Dejar en paz la Antártida
ES UN enorme continente helado, lejano, inhabitado y casi desierto que atesora, junto a perspectivas y ambientes inéditos, posibles respuestas a preguntas sobre la historia reciente de nuestro planeta, su delicado equilibrio ambiental y su futuro. Y también, y ésa es la fuente del problema, atesora recursos minerales y energéticos cuya explotación puede despertar el interés de Gobiernos y corporaciones.Pero esos recursos no son imprescindibles para nadie. Y menos para los países que han mostrado algún tipo de reticencia a la firma de un tratado de prohibición de toda actividad de extracción o de explotación de materias primas en la Antártida, aun cuando estén de acuerdo en la firma de una moratoria para ese tipo de actividades. Esos países -Estados Unidos y el Reino Unido, en concreto-, que se cuentan entre los más prósperos, se caracterizan también por un intensivo consumo de materias primas y energía. La acuciante falta de recursos materiales y energéticos de una importante parte de la población mundial no encontrará alivio en que justamente la otra parte aproveche ese último rincón virgen de nuestro planeta. Ese alivio vendrá de un mejor reparto y un uso racional de los recursos, y de los saberes y las tecnologías que permiten sacar partido de los mismos.
La actividad industrial en la Antártida, por moderada que sea, a buen seguro alterará el difícil equilibrio de su atmósfera, de su fauna, -de su helada superficie y de sus aguas, en las que se genera el famoso krill, esencial para mantener la cadena alimenticia de las especies biológicas marinas.
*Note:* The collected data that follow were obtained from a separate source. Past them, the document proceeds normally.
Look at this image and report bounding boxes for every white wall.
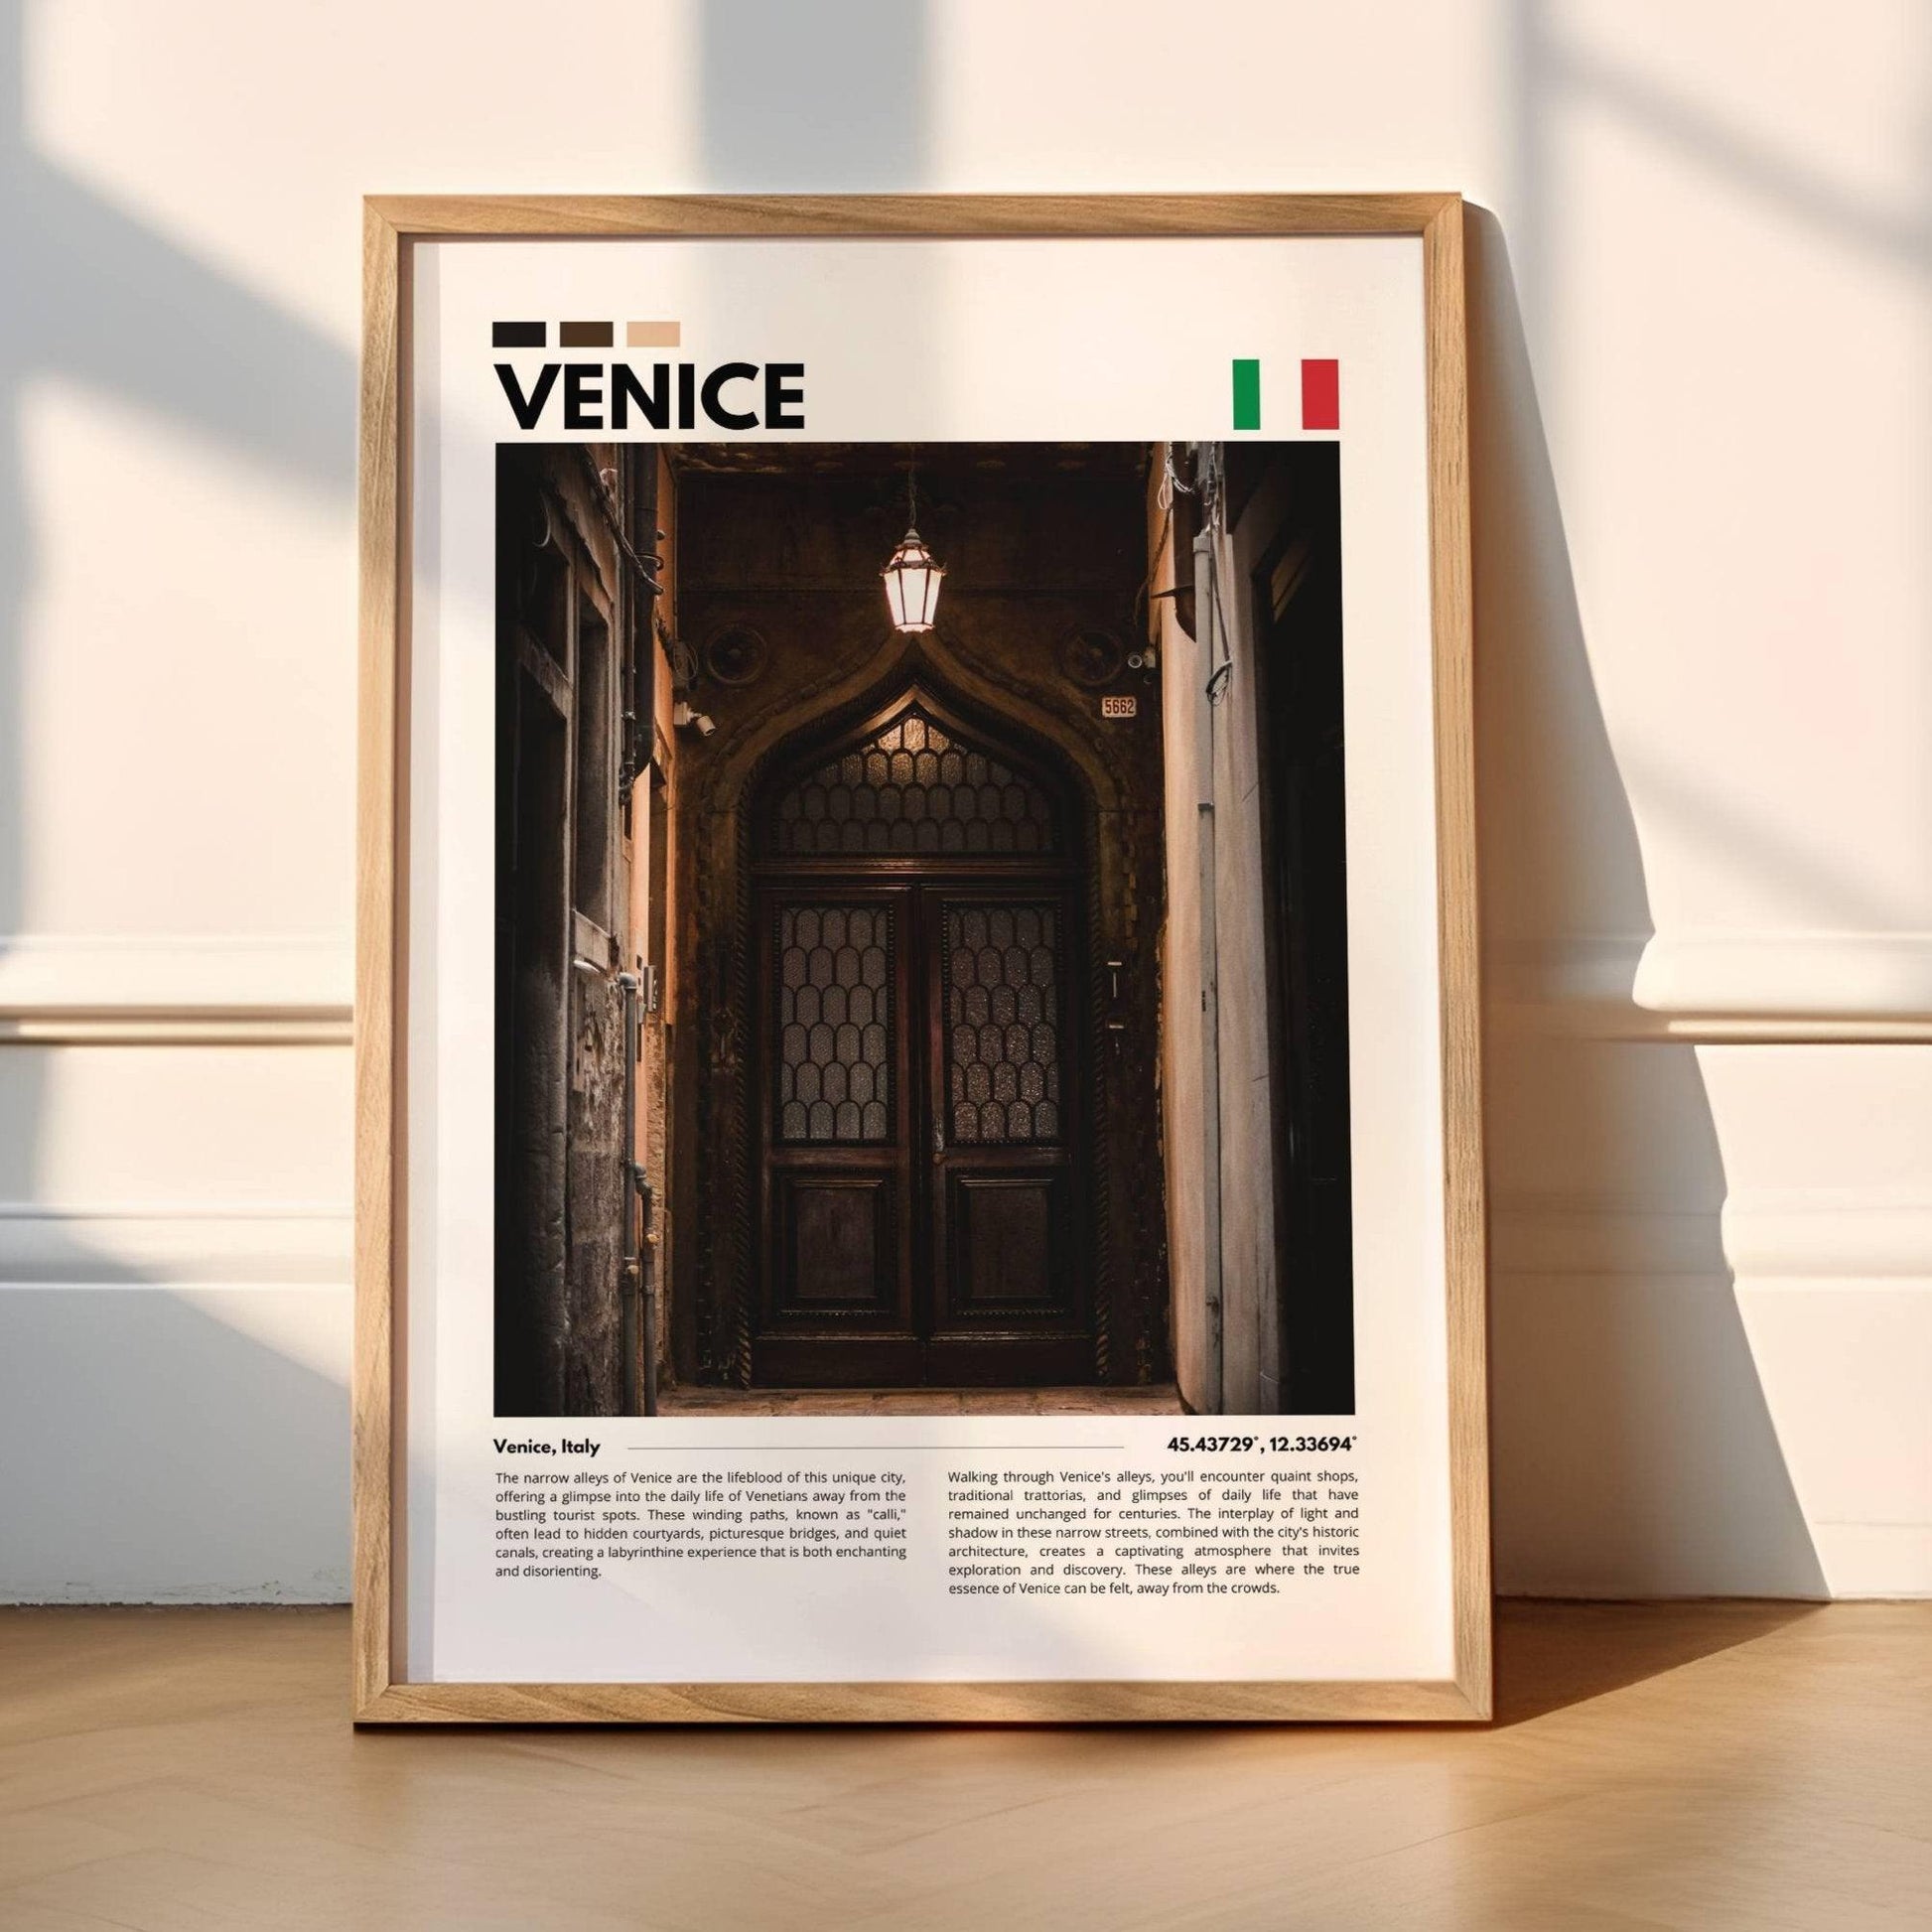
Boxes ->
[2,0,1925,1600]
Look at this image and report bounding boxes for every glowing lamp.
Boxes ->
[882,525,945,633]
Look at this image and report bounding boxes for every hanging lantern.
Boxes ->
[882,526,944,632]
[882,460,944,632]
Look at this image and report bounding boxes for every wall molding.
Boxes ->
[1489,931,1932,1041]
[11,1192,1919,1292]
[8,929,1925,1044]
[1491,1190,1932,1282]
[1489,1194,1727,1278]
[0,1204,350,1286]
[0,935,352,1044]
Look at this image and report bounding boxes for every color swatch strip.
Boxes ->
[491,321,683,349]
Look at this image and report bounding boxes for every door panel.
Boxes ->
[759,888,914,1351]
[940,900,1063,1146]
[779,1176,897,1312]
[946,1173,1065,1313]
[774,902,895,1146]
[751,812,1089,1385]
[924,887,1088,1370]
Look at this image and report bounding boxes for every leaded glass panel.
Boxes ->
[769,708,1056,858]
[776,903,892,1142]
[943,902,1061,1144]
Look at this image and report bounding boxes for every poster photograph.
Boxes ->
[355,196,1487,1722]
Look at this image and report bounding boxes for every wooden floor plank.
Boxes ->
[0,1603,1925,1929]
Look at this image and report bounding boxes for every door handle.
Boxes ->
[932,1120,944,1157]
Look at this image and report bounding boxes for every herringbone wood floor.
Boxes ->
[0,1601,1927,1928]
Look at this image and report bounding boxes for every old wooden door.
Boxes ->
[752,694,1091,1387]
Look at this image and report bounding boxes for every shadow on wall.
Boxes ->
[0,1288,349,1601]
[1467,207,1825,1597]
[0,0,942,1601]
[0,0,354,1596]
[0,0,1844,1601]
[698,0,930,186]
[669,6,1833,1598]
[1510,0,1932,949]
[1478,0,1932,1596]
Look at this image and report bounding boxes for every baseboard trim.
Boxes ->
[1490,931,1932,1041]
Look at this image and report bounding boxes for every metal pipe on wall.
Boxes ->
[638,1173,659,1419]
[618,971,653,1415]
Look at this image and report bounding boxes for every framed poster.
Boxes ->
[355,195,1486,1723]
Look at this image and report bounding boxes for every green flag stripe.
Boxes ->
[1232,358,1261,431]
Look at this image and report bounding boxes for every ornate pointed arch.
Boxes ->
[755,683,1076,864]
[685,645,1166,1396]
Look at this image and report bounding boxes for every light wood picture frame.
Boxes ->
[355,194,1486,1724]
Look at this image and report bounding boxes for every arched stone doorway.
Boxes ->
[747,683,1092,1386]
[664,445,1172,1399]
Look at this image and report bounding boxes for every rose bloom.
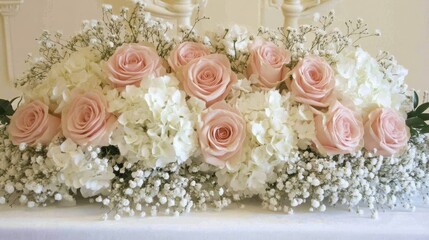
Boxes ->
[314,101,364,155]
[62,91,117,146]
[198,102,246,169]
[179,54,237,107]
[364,108,410,156]
[247,40,291,89]
[105,43,164,89]
[7,100,61,145]
[286,55,335,108]
[168,42,210,72]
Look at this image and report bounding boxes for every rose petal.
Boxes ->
[197,102,246,169]
[8,100,61,146]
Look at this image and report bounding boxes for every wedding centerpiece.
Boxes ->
[0,1,428,220]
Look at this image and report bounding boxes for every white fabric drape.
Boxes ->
[0,200,428,240]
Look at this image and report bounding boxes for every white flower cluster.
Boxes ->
[99,162,231,219]
[217,82,315,194]
[205,25,251,73]
[0,126,72,207]
[107,75,199,169]
[26,48,105,113]
[261,134,429,218]
[47,138,115,197]
[335,47,407,114]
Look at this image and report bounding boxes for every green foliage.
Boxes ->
[407,91,429,136]
[0,97,20,125]
[99,145,121,158]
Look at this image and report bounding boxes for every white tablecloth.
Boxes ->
[0,200,428,240]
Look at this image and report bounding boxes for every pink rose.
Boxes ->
[247,40,291,89]
[198,102,246,169]
[62,91,117,146]
[314,101,364,155]
[7,100,61,145]
[286,55,335,108]
[168,42,210,72]
[106,43,164,89]
[179,54,237,107]
[364,108,410,156]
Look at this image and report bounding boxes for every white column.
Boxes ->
[162,0,194,26]
[281,0,340,30]
[143,0,202,28]
[0,0,23,86]
[281,0,303,29]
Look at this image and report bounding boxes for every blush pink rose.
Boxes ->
[364,108,410,156]
[314,101,364,155]
[106,43,164,89]
[7,100,61,146]
[286,55,335,108]
[179,54,237,107]
[62,91,117,146]
[246,40,291,89]
[198,102,246,169]
[168,42,210,72]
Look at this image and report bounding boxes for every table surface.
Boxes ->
[0,199,428,240]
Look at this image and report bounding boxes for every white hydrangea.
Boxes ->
[107,74,199,169]
[335,47,407,114]
[216,83,315,194]
[47,139,115,197]
[26,47,105,113]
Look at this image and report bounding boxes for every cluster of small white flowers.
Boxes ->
[91,2,173,58]
[261,134,429,218]
[97,162,231,219]
[377,51,408,89]
[205,25,251,73]
[0,126,72,208]
[25,48,105,113]
[47,138,115,197]
[377,50,410,111]
[335,47,407,115]
[257,11,380,64]
[216,82,315,195]
[107,75,199,169]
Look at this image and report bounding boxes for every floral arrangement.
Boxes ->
[1,2,429,220]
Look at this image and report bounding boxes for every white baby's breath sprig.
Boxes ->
[98,160,232,219]
[0,126,72,208]
[261,134,429,216]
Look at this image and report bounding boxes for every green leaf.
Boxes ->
[415,102,429,115]
[0,115,10,124]
[406,117,427,128]
[413,91,419,109]
[10,96,19,103]
[99,145,120,158]
[420,126,429,134]
[0,99,14,116]
[10,96,21,107]
[419,113,429,121]
[410,128,419,137]
[407,111,415,118]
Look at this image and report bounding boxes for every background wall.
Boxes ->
[0,17,10,97]
[1,0,428,99]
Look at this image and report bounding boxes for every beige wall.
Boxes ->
[1,0,428,99]
[0,17,7,95]
[335,0,429,92]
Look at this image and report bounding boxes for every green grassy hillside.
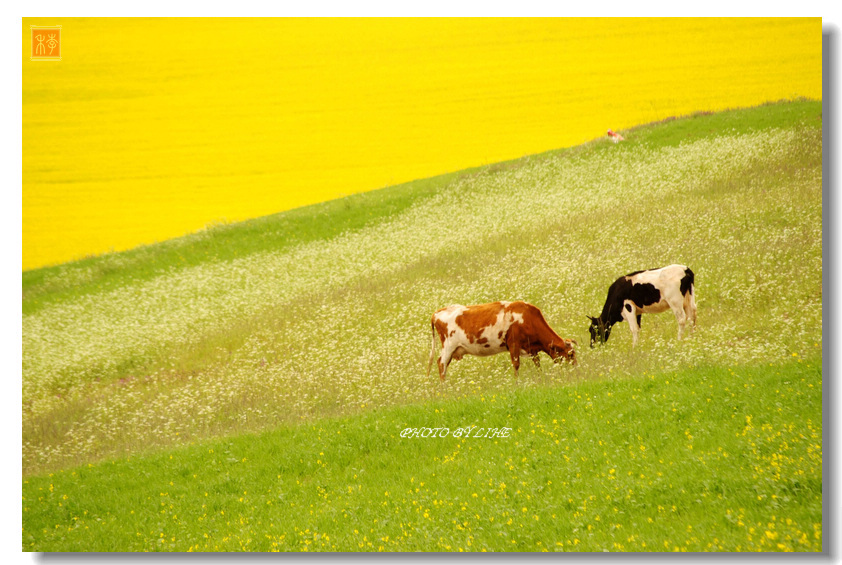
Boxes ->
[22,100,823,552]
[23,357,821,552]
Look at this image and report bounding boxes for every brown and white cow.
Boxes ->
[427,301,577,381]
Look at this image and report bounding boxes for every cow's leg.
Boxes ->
[670,301,688,340]
[621,302,640,347]
[502,327,522,377]
[684,290,697,333]
[532,355,541,368]
[507,342,522,378]
[437,343,457,382]
[509,350,521,377]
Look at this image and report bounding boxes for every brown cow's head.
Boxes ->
[550,339,577,365]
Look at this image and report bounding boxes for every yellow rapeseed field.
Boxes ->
[22,18,821,270]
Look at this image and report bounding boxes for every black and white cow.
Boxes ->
[587,264,696,347]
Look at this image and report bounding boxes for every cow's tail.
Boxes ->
[427,317,438,378]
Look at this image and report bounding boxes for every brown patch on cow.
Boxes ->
[503,301,576,364]
[455,302,504,344]
[504,301,528,313]
[433,317,450,347]
[477,337,488,344]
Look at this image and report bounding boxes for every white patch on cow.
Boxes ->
[620,302,641,346]
[624,264,696,343]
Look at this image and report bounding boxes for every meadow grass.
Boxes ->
[22,100,823,551]
[22,100,822,475]
[22,356,821,552]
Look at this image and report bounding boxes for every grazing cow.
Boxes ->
[587,264,696,347]
[427,301,577,381]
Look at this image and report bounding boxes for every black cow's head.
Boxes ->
[587,316,611,347]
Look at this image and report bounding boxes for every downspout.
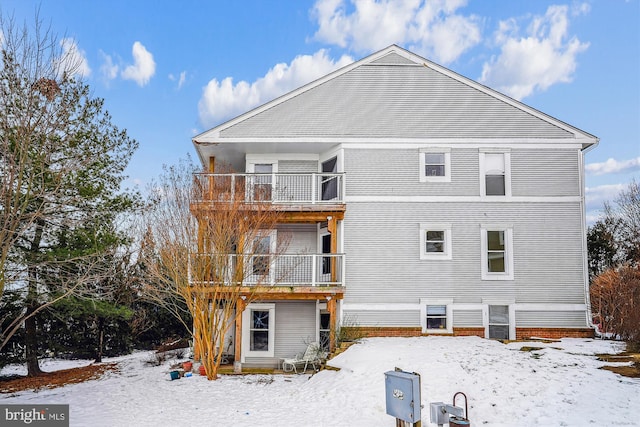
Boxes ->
[580,139,600,336]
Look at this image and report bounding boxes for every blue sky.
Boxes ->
[2,0,639,222]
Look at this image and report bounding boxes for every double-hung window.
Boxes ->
[249,230,276,283]
[420,148,451,182]
[420,223,452,260]
[420,299,453,333]
[479,149,510,196]
[426,305,447,329]
[242,303,275,360]
[481,226,514,280]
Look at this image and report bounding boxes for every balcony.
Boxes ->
[192,173,346,216]
[189,253,345,297]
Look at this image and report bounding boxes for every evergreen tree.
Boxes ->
[0,14,140,375]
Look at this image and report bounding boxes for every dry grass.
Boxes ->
[0,363,119,394]
[597,351,640,378]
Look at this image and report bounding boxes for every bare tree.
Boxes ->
[589,179,640,274]
[140,159,289,380]
[0,13,72,299]
[0,13,139,375]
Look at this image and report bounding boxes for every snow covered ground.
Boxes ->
[1,336,638,426]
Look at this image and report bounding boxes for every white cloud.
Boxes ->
[121,41,156,87]
[169,71,187,89]
[480,4,589,100]
[585,183,625,217]
[586,157,640,176]
[198,49,353,127]
[99,51,119,82]
[57,38,91,78]
[310,0,481,64]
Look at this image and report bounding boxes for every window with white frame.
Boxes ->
[420,223,452,260]
[252,234,271,276]
[420,299,453,333]
[420,148,451,182]
[248,230,276,284]
[426,305,447,329]
[481,226,514,280]
[479,150,510,196]
[242,303,275,359]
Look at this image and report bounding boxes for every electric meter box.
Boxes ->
[384,370,421,423]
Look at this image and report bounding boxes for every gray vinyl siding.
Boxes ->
[516,311,587,328]
[371,52,417,65]
[221,61,573,139]
[344,147,582,197]
[345,148,478,196]
[278,160,318,173]
[511,149,581,196]
[453,310,483,327]
[341,310,420,327]
[278,224,316,253]
[244,301,316,368]
[342,202,586,305]
[274,301,316,357]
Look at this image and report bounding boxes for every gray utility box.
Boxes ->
[384,370,421,423]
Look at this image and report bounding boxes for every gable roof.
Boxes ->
[194,45,597,147]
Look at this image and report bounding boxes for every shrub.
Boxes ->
[591,264,640,344]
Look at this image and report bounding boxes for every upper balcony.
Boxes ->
[191,173,346,221]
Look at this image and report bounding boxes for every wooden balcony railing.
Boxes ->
[189,253,345,287]
[193,173,345,205]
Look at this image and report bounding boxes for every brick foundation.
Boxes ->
[347,326,422,338]
[515,328,595,340]
[453,327,485,337]
[343,326,594,340]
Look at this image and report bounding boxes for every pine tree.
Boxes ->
[0,14,140,375]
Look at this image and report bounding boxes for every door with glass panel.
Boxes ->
[488,305,510,340]
[252,163,273,201]
[321,157,338,201]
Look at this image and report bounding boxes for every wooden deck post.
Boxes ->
[328,216,338,283]
[234,297,245,363]
[327,297,337,353]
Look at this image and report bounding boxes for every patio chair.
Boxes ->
[281,342,324,373]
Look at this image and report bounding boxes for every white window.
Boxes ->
[247,230,277,284]
[241,303,275,360]
[246,161,278,202]
[427,305,447,329]
[251,234,271,276]
[419,223,452,260]
[479,150,511,196]
[420,148,451,182]
[481,226,514,280]
[420,299,453,333]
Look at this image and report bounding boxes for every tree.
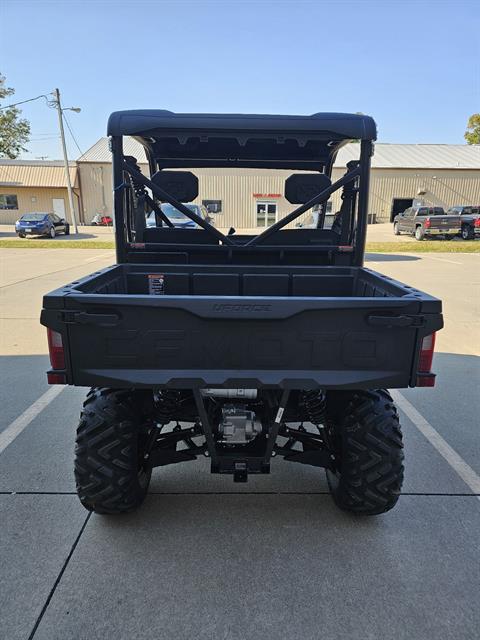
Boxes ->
[0,73,31,158]
[464,114,480,145]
Dejemos, pues, en paz a la Antártida. Ello implica llegar a un acuerdo internacional, en discusión estos días durante la celebración de la XI Reunión Consultiva Especial del Tratado Antártico, en Viña del Mar (Chile), que limite drásticamente la actividad humana sobre el continente antártico reduciéndola a los trabajos científicos imprescindibles, al tiempo que se mantiene una constante evaluación y un control sobre sus efectos y consecuencias ambientales. Un acuerdo que complete el Tratado de la Antártida, de 1959, que prohibía su utilización con fines militares, y, sobre todo, la convención de 1988 que regulaba, aunque no excluía, las actividades mineras en el continente.
Estamos, afortunadamente, a tiempo aún de preservar esa región y no someterla a las agresiones que han sufrido, y están sufriendo, otras zonas vitales del planeta como la Amazonia, víctima de la rapacidad y de la codicia de algunos, y cuya necesaria regeneración es hoy harto más costosa que lo que hubiera sido su protección a tiempo. Seamos radicales autolimítando nuestra demostrada capacidad de intervenir en la Antártida, no porque debamos ajustar nuestra conducta a preceptos sagrados, sino como un ejercicio de razón y de previsión. Las generaciones venideras nos lo agradecerán.